Further, Sarasin promoted Karen Leung to vice-chair of client advisory, mainly focused on North Asia, given that she used to cover Greater China during her Credit Suisse days. It comes after Sarasin’s vice-chair of client advisory, Elina So (former Hong Kong country head for UBS Wealth Management) quit in December. Her destination could not be ascertained by press time.

And Polly Lam has been promoted from senior relationship manager and executive director for the China market to head of China and managing director.

Lam joined Sarasin in May 2009, also from UBS, where she had been managing a mainland China-focused portfolio, while Leung came on board in April 2007 from Credit Suisse, where she had been deputy China market head.

“We have never had a China head before,” says Yip, noting that establishing a representative office in Shanghai is a priority for this year. She expects to file an application in the first quarter. 

“There was an interim period because we had a change of major shareholder,” she adds. “Now we have no more uncertainty, so we can go full steam into China.”

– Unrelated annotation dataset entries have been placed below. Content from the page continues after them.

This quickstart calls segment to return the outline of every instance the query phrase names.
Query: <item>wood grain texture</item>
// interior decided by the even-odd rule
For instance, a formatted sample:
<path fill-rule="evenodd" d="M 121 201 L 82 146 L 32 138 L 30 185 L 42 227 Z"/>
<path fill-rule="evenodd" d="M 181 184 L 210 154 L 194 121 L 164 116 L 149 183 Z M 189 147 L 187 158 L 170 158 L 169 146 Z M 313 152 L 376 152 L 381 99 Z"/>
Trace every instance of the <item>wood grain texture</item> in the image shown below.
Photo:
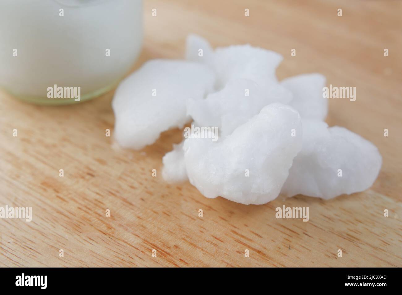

Last November it emerged that Safra Group had agreed to acquire Rabobank’s controlling stake in Bank Sarasin & Cie for around $1.1 billion as it sought to expand its private banking presence in Europe, the Middle East and Asia. It purchased 68% of the voting rights and a 46% equity interest.

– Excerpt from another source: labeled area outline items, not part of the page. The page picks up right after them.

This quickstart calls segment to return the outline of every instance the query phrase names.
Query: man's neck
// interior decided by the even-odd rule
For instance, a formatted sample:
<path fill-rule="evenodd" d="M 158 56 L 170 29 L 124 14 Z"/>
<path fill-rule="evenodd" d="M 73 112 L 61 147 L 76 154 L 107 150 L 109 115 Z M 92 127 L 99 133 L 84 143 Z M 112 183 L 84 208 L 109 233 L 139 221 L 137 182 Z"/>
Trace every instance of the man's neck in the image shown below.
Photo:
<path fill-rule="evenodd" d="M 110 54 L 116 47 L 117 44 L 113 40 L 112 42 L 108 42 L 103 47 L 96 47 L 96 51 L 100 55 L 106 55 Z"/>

Julius Baer was understood to be among those firms eager to acquire Rabobank’s interest in Sarasin as a means to increase scale and compete in an environment where clients are sitting on the sidelines and the cost of compliance is putting a burden on business bottom lines.

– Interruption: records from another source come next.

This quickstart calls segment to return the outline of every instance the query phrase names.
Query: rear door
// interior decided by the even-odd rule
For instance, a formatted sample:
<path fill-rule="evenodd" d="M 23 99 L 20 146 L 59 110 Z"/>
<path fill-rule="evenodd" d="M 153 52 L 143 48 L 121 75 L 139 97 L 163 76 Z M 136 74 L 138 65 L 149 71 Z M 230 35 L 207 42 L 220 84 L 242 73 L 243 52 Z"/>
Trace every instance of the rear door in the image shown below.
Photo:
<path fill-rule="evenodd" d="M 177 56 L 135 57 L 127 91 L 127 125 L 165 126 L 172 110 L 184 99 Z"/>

Asked what the acquisition by Safra brings to Sarasin, Yip replies: “Security and stability.” She also expresses relief that the firm will cease to be part of the Swiss private banking consolidation story. “We are now removed from that, we have a majority shareholder that is cash-rich and wants to invest more into Europe and Asia.”

Headquartered in Brazil, Safra is strong in Latin America and as such will no doubt provide additional distribution channels for Sarasin product.

Overall Sarasin has 42 relationship managers in the region, two thirds of whom are based in Hong Kong and the rest in Singapore. Yip says she aims to bring in more hires in the first quarter, and on her radar is a new head for North Asia, although she has no timeline on that.

Sarasin was awarded a banking licence in Hong Kong in March last year, its first branch outside of Switzerland. Last August its Singapore office was upgraded from a purely wholesale branch to an offshore branch (allowing it to take Singapore dollar deposits, with certain restrictions on deposits from local residents), although this only became operationally effective this year.

Asked if there were plans to apply for a full bank branch licence in the city-state, Yip notes that completion of the shareholding acquisition by Safra could take up to six months. “I would say the fourth quarter of this year would be the earliest [for a branch application],” she adds.

In a recent release on its investment outlook, Sarasin says it expects 8-13% annual equity returns globally over the next five years, with equity markets cheap on price-to-earnings ratios. It sees the biggest upside potential in emerging markets and euroland stocks.